Dibandingkan dengan hewan lain, relatif sebagian kecil dari tingkah laku naluri manusia. Ide - ide etis, serta banyak lagi, belajar menjadi. Pendidikan di informal dirasakan mulai dengan awalan pendidikan, selalu pertama dalam inisiasi langsung dari ide. Apa lagi bisa menjadi? Apapun yang kita pikirkan tentang kemungkinan atau keterbatasan dari otonimu (ide kita akan kembali di bab 3 dan 5), salah satu otonomi sebagai lawan disekeliling lingkungan dari ide – ide yang tidak bisa datang dimulai dari awal mula kehidupan anak kecil. Setiap lingkungan tertentu ide memiliki kecenderungan untuk mengabadikan sendiri; jika ia menarik orang kedalam, bahkan saja beberapa mungkin mengkritik, keluar dari itu atau memberikan kontradiksi untuk mengubah itu.

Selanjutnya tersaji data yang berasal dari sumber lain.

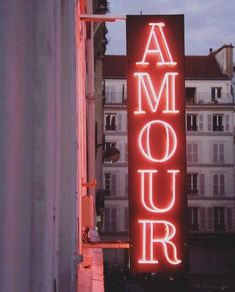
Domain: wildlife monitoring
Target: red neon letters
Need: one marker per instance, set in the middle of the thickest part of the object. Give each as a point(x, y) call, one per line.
point(156, 143)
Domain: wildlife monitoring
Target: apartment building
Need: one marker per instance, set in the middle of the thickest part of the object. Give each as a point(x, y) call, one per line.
point(209, 100)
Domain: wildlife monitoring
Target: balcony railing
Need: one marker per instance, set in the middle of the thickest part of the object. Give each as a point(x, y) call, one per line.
point(115, 97)
point(193, 192)
point(205, 98)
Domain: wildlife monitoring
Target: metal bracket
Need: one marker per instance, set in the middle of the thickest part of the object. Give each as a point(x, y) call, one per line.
point(100, 18)
point(90, 184)
point(78, 258)
point(107, 244)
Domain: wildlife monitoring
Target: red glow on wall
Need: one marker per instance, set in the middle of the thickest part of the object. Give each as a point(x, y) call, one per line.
point(156, 139)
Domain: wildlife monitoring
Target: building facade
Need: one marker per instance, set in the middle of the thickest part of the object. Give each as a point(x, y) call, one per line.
point(210, 121)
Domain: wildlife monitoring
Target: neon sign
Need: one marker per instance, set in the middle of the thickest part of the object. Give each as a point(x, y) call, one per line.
point(156, 141)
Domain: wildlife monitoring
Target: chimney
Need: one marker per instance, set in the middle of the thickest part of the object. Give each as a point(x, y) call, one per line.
point(224, 57)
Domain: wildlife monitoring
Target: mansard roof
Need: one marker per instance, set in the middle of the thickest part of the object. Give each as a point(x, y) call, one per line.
point(196, 67)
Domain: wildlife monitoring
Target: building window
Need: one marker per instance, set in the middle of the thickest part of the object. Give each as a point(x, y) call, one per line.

Ia pergi dengan menjadi makhluk sosial dan juga dengan menjadi sangat bergantung ketika muda, bahkan manusia memiliki nilai rasa dan cenderung untuk mengidentifikasi dengan beberapa kelompok. Ini adalah kecenderungan manusia yang mungkin jauh hadir sebelum orang dengan tegas menarik perhatian itu dan yang tampak tidak banyak berpengaruh oleh fakta bahwa kita sekarang dapat secara tegas merenungkan untuk itu milik kelompok dan dengan itu untuk mengindetifikasi, untuk     sebagai berbagi nilai – nilainya. 

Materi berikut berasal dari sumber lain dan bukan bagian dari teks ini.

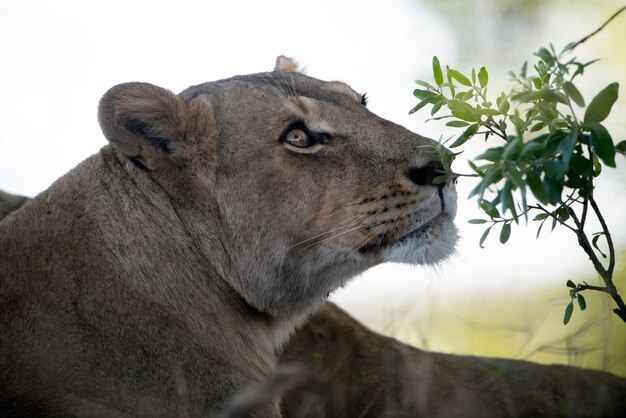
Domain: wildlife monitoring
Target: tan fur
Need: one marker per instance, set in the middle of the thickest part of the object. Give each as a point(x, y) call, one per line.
point(9, 203)
point(358, 373)
point(158, 276)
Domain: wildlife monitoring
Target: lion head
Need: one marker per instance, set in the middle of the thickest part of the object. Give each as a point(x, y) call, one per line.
point(305, 186)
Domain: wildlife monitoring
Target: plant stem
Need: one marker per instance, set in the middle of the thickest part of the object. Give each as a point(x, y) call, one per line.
point(605, 273)
point(583, 40)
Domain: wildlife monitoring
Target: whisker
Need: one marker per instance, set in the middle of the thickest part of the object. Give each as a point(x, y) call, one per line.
point(340, 225)
point(347, 230)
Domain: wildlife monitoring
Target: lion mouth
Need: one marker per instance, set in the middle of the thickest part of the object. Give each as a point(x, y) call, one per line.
point(383, 243)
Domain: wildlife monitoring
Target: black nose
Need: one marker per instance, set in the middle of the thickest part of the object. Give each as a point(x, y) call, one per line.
point(424, 176)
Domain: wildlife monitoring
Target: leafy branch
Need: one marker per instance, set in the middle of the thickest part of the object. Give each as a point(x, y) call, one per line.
point(548, 158)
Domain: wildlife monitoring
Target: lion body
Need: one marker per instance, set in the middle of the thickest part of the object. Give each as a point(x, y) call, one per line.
point(358, 373)
point(158, 277)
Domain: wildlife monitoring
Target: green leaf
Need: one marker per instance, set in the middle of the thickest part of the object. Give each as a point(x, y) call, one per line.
point(457, 124)
point(464, 95)
point(512, 149)
point(537, 186)
point(437, 74)
point(554, 187)
point(421, 105)
point(522, 72)
point(424, 84)
point(424, 94)
point(516, 178)
point(459, 77)
point(506, 198)
point(545, 95)
point(594, 242)
point(573, 93)
point(488, 112)
point(601, 142)
point(569, 309)
point(545, 55)
point(483, 77)
point(503, 103)
point(462, 110)
point(566, 146)
point(601, 105)
point(505, 233)
point(467, 134)
point(491, 154)
point(483, 237)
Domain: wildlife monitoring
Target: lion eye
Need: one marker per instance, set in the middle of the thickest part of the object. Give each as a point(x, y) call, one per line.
point(298, 138)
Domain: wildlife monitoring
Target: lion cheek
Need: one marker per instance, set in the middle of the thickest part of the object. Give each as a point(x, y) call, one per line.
point(433, 246)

Kemudian juga (dan mungkin ini berjalan dengan rasional, menggunakan bahasa hewan lebih dari dengan menjadi sosial) kita memiliki kecenderungan untuk mengkategorikan dan menamai. Penggunaan kontemporer “budaya” tentunya mencerminkan ini, mungkin semuanya ketika digunakan untuk menandai setiap kategori jalan, yaitu nomor yang mereka miliki mungkin tidak lebih dari beberapa skor, mungkin lebih sedikit dan selisih, untuk seluruh dunia. Seperti kategorisasi yang diilustrasikan oleh kymlicka menandai bahwa memahami “budaya” dalam arti yang luas, kita bisa mengatakan bahwa semua demokrasi barat berbagi “budaya” umum-  bahwa, mereka semua berbagi kemoderanan, perkotaan, peradaban industri sekuler, berbeda dengan dunia feodal, pertanian dan teokratis nenek moyang kita, (Kymlicka 1995:18).

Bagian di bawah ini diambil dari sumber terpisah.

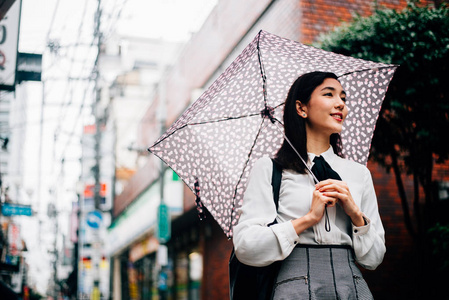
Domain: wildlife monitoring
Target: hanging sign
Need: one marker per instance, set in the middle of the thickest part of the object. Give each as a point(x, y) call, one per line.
point(9, 38)
point(94, 219)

Misalkan kita menggunakan istilah “budaya”dengan kasus c diatas, utuk pengelompokan sangat luas. Bagaimanapun nyatanya, dalam bahasa umum perbedaan budaya? Dengan mengaitkan budaya dengan salah satu dari beberapa faktor lain – tidak ada yang langsung dan eksplisik mereferensikan nilai. Terkadang budaya bingung dengan etika, yang itu sendiri merupakan istilah licin. Kita hanya bisa membuat perbedaan yang jelas antara budaya yang etnis jika kita membatasi “etnisitas” dengan apa yang biologis yang diberikan , dikodekan dalam DNA. Kemudian itu seharusnya jelas bahwa secara logika tidak ada hubungan antara etnis dan budaya, sederhananya karena budaya sudah dipelajari (ini bagian dari definisi “budaya”, tidak hanya dalam konteks manusia tapi juga dalam studi spesies lainnya). Kita bisa menciptakan istilah “budaya kita”, tetapi untuk menganggap bahwa seseorang dapat mengidentifikasi keanggotaan dari budaya tertentu seperti warna kulit mereka akan lebih dipertahankan dari rasio stereotip lainnya. Jadi, terlepas dari kenyataan bahwa “multikultural” dan “multietnis” dan bahkan “multiras” kadang – kadang digunakan secara bergantian (bahkan dalam menulis akademik), satu tempat dimana akan lebih baik untuk menarik garis tajam adalah diantara kategori budaya dan etnis.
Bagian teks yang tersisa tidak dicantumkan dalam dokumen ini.